Coronavirus Cases Reported Among Littleton Police, City Employees
LITTLETON, CO — Some city service changes and temporary closures were announced Tuesday after coronavirus cases were confirmed among employees at the Littleton Police Department, the Littleton Center and the Municipal Court, city officials said.
State public health officials have directed Arapahoe County to move to Colorado’s stricter ‘Safer at Home – Level Orange’on the state’s COVID-19 Dial. The county has seen a surge in case counts and positivity rates over the past several weeks, health officials said. The county will move to the tighter restrictions at 5 p.m. Wednesday.
The number of COVID-19 cases among city employees and police in Littleton has not been released. Over the past week, more than 100 ‘confirmed and probable’ cases have been reported among the city’s general population, according to data released by the Tri-County Health Department.
Amid the spike in cases, officials have decided to close Littleton Municipal Court through Nov. 27.
“Cases scheduled during this time will be continued to future dates in December,” the city said in a news release. “The court will mail notices with the new dates to the affected parties.”

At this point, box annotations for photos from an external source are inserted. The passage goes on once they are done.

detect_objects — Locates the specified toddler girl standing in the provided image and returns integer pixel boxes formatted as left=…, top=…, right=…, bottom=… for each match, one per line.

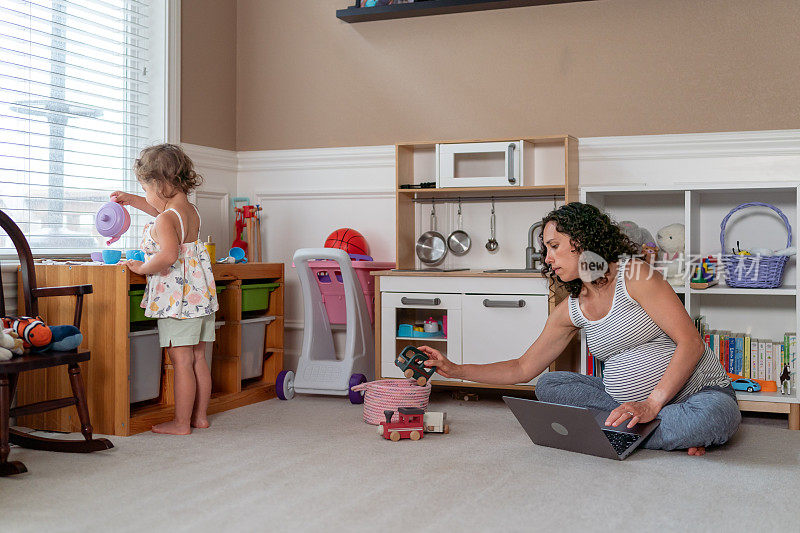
left=111, top=144, right=219, bottom=435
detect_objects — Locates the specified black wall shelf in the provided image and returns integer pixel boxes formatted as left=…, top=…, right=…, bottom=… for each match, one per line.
left=336, top=0, right=594, bottom=22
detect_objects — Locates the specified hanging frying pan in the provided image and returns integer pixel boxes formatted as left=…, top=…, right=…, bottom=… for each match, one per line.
left=416, top=202, right=447, bottom=266
left=447, top=198, right=472, bottom=256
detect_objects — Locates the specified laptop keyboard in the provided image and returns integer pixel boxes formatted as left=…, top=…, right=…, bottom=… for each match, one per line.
left=603, top=429, right=639, bottom=455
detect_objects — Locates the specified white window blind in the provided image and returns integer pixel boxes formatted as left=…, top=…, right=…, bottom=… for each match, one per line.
left=0, top=0, right=159, bottom=255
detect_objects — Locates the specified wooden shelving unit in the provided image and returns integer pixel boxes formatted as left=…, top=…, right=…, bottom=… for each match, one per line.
left=17, top=263, right=284, bottom=436
left=395, top=135, right=578, bottom=269
left=336, top=0, right=593, bottom=23
left=581, top=182, right=800, bottom=430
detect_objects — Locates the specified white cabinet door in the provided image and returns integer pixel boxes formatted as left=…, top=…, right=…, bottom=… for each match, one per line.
left=461, top=294, right=548, bottom=385
left=380, top=292, right=462, bottom=381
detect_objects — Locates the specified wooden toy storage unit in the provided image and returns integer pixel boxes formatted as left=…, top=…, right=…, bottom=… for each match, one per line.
left=373, top=135, right=579, bottom=392
left=17, top=263, right=284, bottom=436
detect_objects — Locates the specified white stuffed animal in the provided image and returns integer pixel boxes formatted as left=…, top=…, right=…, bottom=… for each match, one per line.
left=656, top=224, right=686, bottom=285
left=0, top=329, right=23, bottom=361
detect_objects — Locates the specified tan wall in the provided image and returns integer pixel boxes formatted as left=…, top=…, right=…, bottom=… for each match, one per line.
left=183, top=0, right=800, bottom=150
left=181, top=0, right=236, bottom=150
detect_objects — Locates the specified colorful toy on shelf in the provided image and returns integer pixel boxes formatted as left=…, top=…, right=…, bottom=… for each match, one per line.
left=325, top=228, right=369, bottom=256
left=731, top=378, right=761, bottom=392
left=422, top=411, right=450, bottom=434
left=727, top=372, right=778, bottom=392
left=423, top=316, right=442, bottom=333
left=656, top=223, right=686, bottom=285
left=230, top=196, right=261, bottom=262
left=378, top=407, right=425, bottom=442
left=779, top=365, right=792, bottom=394
left=394, top=346, right=436, bottom=387
left=94, top=202, right=131, bottom=245
left=689, top=256, right=719, bottom=289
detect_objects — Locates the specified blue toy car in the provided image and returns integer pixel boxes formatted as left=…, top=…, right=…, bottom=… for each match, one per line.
left=731, top=378, right=761, bottom=392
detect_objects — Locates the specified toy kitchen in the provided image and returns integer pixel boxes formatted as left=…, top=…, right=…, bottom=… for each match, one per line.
left=374, top=135, right=578, bottom=390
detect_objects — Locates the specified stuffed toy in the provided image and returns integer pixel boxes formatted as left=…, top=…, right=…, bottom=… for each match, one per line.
left=3, top=316, right=53, bottom=348
left=0, top=329, right=24, bottom=361
left=656, top=224, right=686, bottom=285
left=2, top=316, right=83, bottom=353
left=619, top=220, right=658, bottom=265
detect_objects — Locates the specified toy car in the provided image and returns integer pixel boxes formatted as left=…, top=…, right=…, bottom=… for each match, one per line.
left=422, top=411, right=450, bottom=434
left=731, top=378, right=761, bottom=392
left=378, top=407, right=425, bottom=442
left=394, top=346, right=436, bottom=387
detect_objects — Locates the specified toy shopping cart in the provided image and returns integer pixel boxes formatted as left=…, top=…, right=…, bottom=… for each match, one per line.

Some temporary Littleton closures and changes have been announced as the city deals with a surge in coronavirus cases.
The Littleton Center is open by appointment only.

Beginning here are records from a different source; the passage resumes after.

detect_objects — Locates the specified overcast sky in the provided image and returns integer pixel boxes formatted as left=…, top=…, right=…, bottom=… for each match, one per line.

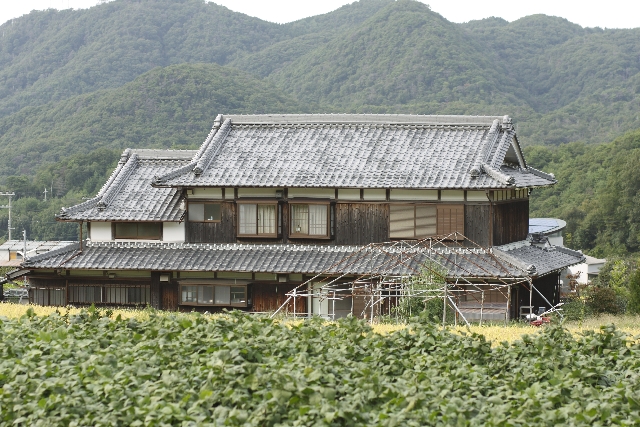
left=0, top=0, right=640, bottom=28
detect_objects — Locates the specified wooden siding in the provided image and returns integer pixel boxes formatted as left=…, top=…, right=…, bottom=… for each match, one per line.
left=149, top=271, right=161, bottom=310
left=437, top=203, right=464, bottom=236
left=512, top=273, right=560, bottom=316
left=187, top=203, right=236, bottom=243
left=181, top=200, right=529, bottom=246
left=160, top=282, right=179, bottom=311
left=492, top=200, right=529, bottom=246
left=464, top=204, right=491, bottom=247
left=250, top=283, right=307, bottom=314
left=334, top=203, right=389, bottom=245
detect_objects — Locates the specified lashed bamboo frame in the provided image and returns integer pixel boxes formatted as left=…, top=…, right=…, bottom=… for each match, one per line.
left=272, top=232, right=553, bottom=326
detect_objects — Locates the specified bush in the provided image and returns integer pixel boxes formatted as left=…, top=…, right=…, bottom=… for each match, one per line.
left=627, top=269, right=640, bottom=314
left=562, top=297, right=592, bottom=321
left=585, top=286, right=624, bottom=315
left=0, top=309, right=640, bottom=427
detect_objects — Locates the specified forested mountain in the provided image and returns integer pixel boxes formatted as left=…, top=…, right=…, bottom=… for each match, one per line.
left=0, top=0, right=640, bottom=252
left=0, top=64, right=307, bottom=176
left=526, top=130, right=640, bottom=256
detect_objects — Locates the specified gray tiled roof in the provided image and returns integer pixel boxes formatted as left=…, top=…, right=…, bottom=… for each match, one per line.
left=494, top=240, right=585, bottom=276
left=58, top=150, right=195, bottom=221
left=24, top=242, right=584, bottom=277
left=154, top=114, right=555, bottom=189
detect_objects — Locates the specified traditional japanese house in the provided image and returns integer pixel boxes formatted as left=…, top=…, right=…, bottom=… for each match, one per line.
left=6, top=114, right=583, bottom=317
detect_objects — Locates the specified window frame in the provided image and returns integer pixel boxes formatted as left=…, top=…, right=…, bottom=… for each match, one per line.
left=111, top=221, right=164, bottom=240
left=236, top=200, right=282, bottom=239
left=178, top=283, right=249, bottom=308
left=389, top=203, right=465, bottom=240
left=288, top=200, right=332, bottom=240
left=187, top=204, right=223, bottom=224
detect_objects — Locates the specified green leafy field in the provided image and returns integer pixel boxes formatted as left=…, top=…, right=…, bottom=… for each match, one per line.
left=0, top=311, right=640, bottom=426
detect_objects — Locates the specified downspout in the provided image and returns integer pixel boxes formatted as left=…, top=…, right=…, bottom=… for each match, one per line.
left=484, top=190, right=493, bottom=248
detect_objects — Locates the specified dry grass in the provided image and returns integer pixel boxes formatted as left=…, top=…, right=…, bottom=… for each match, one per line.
left=0, top=302, right=154, bottom=320
left=373, top=315, right=640, bottom=345
left=0, top=303, right=640, bottom=345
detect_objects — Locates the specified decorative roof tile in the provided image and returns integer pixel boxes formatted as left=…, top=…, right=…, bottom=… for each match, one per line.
left=58, top=150, right=195, bottom=221
left=154, top=114, right=555, bottom=189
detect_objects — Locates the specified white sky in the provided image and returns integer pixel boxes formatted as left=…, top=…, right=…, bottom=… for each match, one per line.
left=0, top=0, right=640, bottom=28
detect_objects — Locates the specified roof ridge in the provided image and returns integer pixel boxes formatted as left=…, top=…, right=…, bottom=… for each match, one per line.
left=193, top=119, right=231, bottom=175
left=223, top=113, right=508, bottom=126
left=22, top=242, right=80, bottom=266
left=525, top=166, right=558, bottom=182
left=493, top=247, right=536, bottom=275
left=470, top=119, right=500, bottom=178
left=96, top=153, right=138, bottom=210
left=482, top=163, right=516, bottom=185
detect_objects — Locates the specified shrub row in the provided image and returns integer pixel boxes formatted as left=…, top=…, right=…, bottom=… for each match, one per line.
left=0, top=312, right=640, bottom=426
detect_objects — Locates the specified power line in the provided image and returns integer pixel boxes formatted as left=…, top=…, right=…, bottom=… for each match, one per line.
left=0, top=191, right=16, bottom=240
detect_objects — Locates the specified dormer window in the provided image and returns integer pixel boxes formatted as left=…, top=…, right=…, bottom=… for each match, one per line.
left=189, top=203, right=222, bottom=222
left=113, top=222, right=162, bottom=240
left=289, top=203, right=329, bottom=239
left=238, top=202, right=278, bottom=237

The Bemis Library has reduced its capacity to 50 people at a time in the building and computer use is limited to one hour per person, per day. Visitors may have to wait to enter and are asked to keep visits short, officials said. Curbside pickup service is encouraged and is available by calling 303-795-3961. All returned library materials are quarantined for 72 hours under guidance from the Centers for Disease Control and the American Library Association.
The Littleton Museum is also reducing the number of visitors to 50 per hour. Reservations are required and can be made by calling 303-795-3950.

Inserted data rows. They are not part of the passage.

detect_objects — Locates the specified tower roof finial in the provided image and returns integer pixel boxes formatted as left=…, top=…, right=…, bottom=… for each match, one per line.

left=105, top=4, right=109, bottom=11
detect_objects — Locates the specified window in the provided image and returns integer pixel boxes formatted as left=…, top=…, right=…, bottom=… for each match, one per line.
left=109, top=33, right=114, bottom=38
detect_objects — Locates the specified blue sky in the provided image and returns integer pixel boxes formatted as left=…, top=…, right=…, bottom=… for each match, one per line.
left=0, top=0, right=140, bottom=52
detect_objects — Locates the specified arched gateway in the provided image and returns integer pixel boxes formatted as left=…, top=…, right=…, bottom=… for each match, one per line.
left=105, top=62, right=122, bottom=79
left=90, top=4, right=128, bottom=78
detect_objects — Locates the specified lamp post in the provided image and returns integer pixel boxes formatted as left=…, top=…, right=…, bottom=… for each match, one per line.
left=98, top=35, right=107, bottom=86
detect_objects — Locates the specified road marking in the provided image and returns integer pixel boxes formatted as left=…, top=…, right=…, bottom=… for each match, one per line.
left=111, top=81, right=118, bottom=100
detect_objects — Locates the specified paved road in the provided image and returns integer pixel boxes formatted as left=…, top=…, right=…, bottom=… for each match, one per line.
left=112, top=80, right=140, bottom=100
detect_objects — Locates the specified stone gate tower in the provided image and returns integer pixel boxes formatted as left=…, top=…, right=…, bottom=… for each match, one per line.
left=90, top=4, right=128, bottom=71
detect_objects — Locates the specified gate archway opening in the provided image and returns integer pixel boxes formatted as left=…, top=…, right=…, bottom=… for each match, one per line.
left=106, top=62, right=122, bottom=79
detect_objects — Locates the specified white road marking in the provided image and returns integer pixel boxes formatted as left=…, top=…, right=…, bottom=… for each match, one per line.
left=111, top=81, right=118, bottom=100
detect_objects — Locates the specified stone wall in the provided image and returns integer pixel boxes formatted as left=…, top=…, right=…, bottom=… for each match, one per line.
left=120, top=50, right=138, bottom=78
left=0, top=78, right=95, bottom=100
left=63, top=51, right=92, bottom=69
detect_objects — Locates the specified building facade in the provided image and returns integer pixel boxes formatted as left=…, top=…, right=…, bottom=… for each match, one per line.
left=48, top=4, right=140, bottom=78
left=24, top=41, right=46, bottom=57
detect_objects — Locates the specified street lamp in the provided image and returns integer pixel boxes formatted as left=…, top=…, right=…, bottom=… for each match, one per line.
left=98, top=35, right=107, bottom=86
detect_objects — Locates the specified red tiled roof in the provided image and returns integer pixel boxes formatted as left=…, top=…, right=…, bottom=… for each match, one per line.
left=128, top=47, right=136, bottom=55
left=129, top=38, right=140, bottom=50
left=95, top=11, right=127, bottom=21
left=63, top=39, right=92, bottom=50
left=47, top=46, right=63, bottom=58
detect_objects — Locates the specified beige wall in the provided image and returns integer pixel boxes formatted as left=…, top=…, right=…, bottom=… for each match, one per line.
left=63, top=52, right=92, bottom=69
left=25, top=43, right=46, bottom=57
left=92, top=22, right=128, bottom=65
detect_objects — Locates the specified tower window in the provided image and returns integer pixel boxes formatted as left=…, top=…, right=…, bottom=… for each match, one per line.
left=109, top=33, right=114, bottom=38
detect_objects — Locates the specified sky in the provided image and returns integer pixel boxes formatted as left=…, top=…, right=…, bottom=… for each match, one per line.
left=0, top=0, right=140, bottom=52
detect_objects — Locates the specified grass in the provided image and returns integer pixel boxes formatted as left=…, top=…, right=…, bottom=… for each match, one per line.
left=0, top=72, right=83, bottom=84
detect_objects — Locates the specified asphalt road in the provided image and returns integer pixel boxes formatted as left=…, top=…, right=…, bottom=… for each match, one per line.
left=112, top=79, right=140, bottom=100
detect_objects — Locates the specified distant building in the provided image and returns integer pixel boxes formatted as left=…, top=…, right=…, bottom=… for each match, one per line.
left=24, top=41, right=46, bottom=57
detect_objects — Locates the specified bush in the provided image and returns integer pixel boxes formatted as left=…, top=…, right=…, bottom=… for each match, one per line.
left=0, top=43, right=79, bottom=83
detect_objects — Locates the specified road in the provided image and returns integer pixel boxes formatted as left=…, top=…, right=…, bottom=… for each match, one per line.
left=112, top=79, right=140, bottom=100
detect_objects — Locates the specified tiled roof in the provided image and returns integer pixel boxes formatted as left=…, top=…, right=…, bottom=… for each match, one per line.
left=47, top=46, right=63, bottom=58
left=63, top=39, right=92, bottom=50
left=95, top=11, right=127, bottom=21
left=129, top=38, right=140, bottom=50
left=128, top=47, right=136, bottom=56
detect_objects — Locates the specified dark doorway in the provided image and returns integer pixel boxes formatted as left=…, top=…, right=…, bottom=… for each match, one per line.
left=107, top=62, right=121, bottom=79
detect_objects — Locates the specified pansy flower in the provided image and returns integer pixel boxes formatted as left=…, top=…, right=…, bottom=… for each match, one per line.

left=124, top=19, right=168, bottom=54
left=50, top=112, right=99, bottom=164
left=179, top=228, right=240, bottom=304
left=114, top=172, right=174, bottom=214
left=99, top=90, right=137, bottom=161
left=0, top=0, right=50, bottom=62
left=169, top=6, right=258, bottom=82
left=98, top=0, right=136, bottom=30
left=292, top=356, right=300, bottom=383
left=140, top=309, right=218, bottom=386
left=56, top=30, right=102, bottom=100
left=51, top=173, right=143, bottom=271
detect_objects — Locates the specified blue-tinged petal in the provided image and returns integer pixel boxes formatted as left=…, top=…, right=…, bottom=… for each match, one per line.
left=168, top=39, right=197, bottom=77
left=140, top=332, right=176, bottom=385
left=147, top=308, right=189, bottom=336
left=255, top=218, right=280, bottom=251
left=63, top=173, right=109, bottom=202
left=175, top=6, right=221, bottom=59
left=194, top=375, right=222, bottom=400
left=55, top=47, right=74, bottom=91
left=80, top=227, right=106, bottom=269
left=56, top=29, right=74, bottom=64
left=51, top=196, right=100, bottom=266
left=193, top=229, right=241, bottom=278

Police staffing will continue at normal operational levels; however, many COVID-19 protocols and cleaning guidelines remain in place. Contract and in-house custodial staff have focused on disinfecting common areas regularly and have fogged all areas when an exposure has been identified, the city said. The Littleton Police and dispatch spaces are fogged twice weekly.
All police vehicles and Omnibuses are treated with a long-acting polymer disinfectant, the city said. Bi-polar ionization equipment, which is designed to stop the growth of pathogens, has been installed in central HVAC systems at the Littleton Center, Municipal Courthouse, Library and Museum. All city employees must check their temperature before entering their building and those who can work remotely are doing so, the city said.